Es muss nur wenige Meter danach am Ende der Brücke gewesen sein, dass gleich mehrere Kopfsteinpflastersteine fehlten. Dadurch dass es eine Hin- und Zurückstrecke ist, war ich damit beschäftigt, auf meiner Seite zu bleiben. Die Athleten vor mir wollte ich auf dem unebenen Weg nicht überholen, schaute aber nicht nach unten und trat genau in dieses Loch. Kaum vom Schreck des verdrehten Fußes erholt, folgte das nächste Loch auf dem Weg nach unten ins Hafengebiet hinein, das ich gerade noch so überspringen konnte. Zwei Passagen, die wie so manch andere ungesichert waren und ich mir definitiv für die Dunkelheit einprägen musste! Denn genau wie diese waren viele Passagen extrem schlecht beleuchtet.
Zum Glück merkte ich den verdrehten Fuß und wie sich später herausstellte die blau unterlaufenen Zehen nicht so stark. Ich entschied mich nur bei einem Dixie Stopp den Schuh etwas weiter aufzuschnüren.
Das kleine Hafengebiet unten wirkte geschäftig mit den zahlreichen Restaurants und Cafés. Später am Abend wandelte sich diese charmante Atmosphäre in eine dunkle Leere, die es bis zu den nächsten Verpflegungspunkten zu überbrücken galt. Es kam ein größerer Red Bull Stand, der bereits auf meiner ersten Runde verlassen schien. Dann kam die ersehnte Wasserstation. Ich nahm an allen einen Wasser- und Isobecher und auf der ersten Runde jeweils ein Gel, das meist für zwei Verpflegungspunkte ausreichte.
Nur wenige hundert Meter später befand sich eine kleine Wendepassage. Abseits von allem Geschehen. Ruhig und mitten auf dem Pier gelegen mit einem Helfer, der uns die Richtung zeigte.

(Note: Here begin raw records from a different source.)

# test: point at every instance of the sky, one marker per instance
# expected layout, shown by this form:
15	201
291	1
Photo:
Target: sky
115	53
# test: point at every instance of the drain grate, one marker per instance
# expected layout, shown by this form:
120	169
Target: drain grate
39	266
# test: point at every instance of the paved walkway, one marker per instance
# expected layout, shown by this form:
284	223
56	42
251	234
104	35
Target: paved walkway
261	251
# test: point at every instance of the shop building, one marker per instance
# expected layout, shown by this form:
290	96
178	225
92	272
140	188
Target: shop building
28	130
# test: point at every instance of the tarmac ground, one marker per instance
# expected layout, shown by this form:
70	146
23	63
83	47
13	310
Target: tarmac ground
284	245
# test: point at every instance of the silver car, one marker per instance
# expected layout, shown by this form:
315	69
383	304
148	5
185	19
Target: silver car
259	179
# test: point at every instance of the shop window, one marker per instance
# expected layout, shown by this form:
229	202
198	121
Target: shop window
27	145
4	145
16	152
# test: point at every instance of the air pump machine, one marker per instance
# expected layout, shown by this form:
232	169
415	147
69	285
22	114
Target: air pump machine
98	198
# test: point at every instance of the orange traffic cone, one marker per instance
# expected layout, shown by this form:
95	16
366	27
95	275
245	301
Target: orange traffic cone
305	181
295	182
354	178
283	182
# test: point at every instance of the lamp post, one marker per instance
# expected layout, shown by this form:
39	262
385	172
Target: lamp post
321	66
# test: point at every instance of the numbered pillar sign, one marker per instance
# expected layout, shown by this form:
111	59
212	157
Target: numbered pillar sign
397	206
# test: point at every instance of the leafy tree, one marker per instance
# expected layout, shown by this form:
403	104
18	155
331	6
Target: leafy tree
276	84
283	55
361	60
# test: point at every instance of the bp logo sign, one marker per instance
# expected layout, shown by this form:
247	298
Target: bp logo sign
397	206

Anschließend ging es Richtung Ziel und Ende der Runde weiter. Jedes Mal musste aber auf dem Weg die schräge Rampe überwunden werden, die wir uns bereits am Morgen nach dem Schwimmen hinauf kämpften. Es folgte eine wirklich schöner, gleichzeitig beeindruckender Abschnitt. Ich weiß nicht, ob es meine Lieblingspassage der Laufstrecke war. Vielleicht nicht. Denn die Leuchttürme, die lange Gerade raus nach Cabo Raso, der Ausblick auf den Atlantik an manche Stellen,… All das hatte unglaublich Charme, den ich am Tag der Abreise noch einmal genießen konnte. In jedem Fall waren diese letzten Meter vor dem Ziel und der Wende in den Straßen Cascais gesäumt von Zuschauern, die die Athleten mit Jubel und Beifall unterstützten. Und an dieser Stelle sogar bis tief in die Nacht.
Mich berührt es jedes Mal, wenn sich Menschen dafür Zeit und Energie nehmen, selbst im Regen für die Athleten auszuharren!
Und damit ging es nach einer guten Stunde auf die zweite Runde, die einen kleinen Eindruck davon vermittelte, was in der letzten, dritten Runde auf mich warten sollte. Der Wind nahm weiter zu. Die Regenwolken kamen näher. Die zwei kaum zu sehenden Anstiege krochen unermüdlich in meine Beine. In meinem Bauch rumorte es so sehr von diesen trockenen Riegeln mit Trockenfrüchten auf der Radstrecke, dass ich irgendwann die Gele sein ließ und mich auf süße Getränke und Wasser verließ.
Aber letztlich war ich nach dem Kanada Laufstrecken Debakel so froh, dass ich einfach laufen konnte.
Mein erster Marathon seit 4 Langdistanzen, den ich ohne Verletzung durch Trainingsunfälle oder durch Zwischenfälle lief! Was das für eine Bedeutung für mich hatte, kannst du dir gar nicht vorstellen.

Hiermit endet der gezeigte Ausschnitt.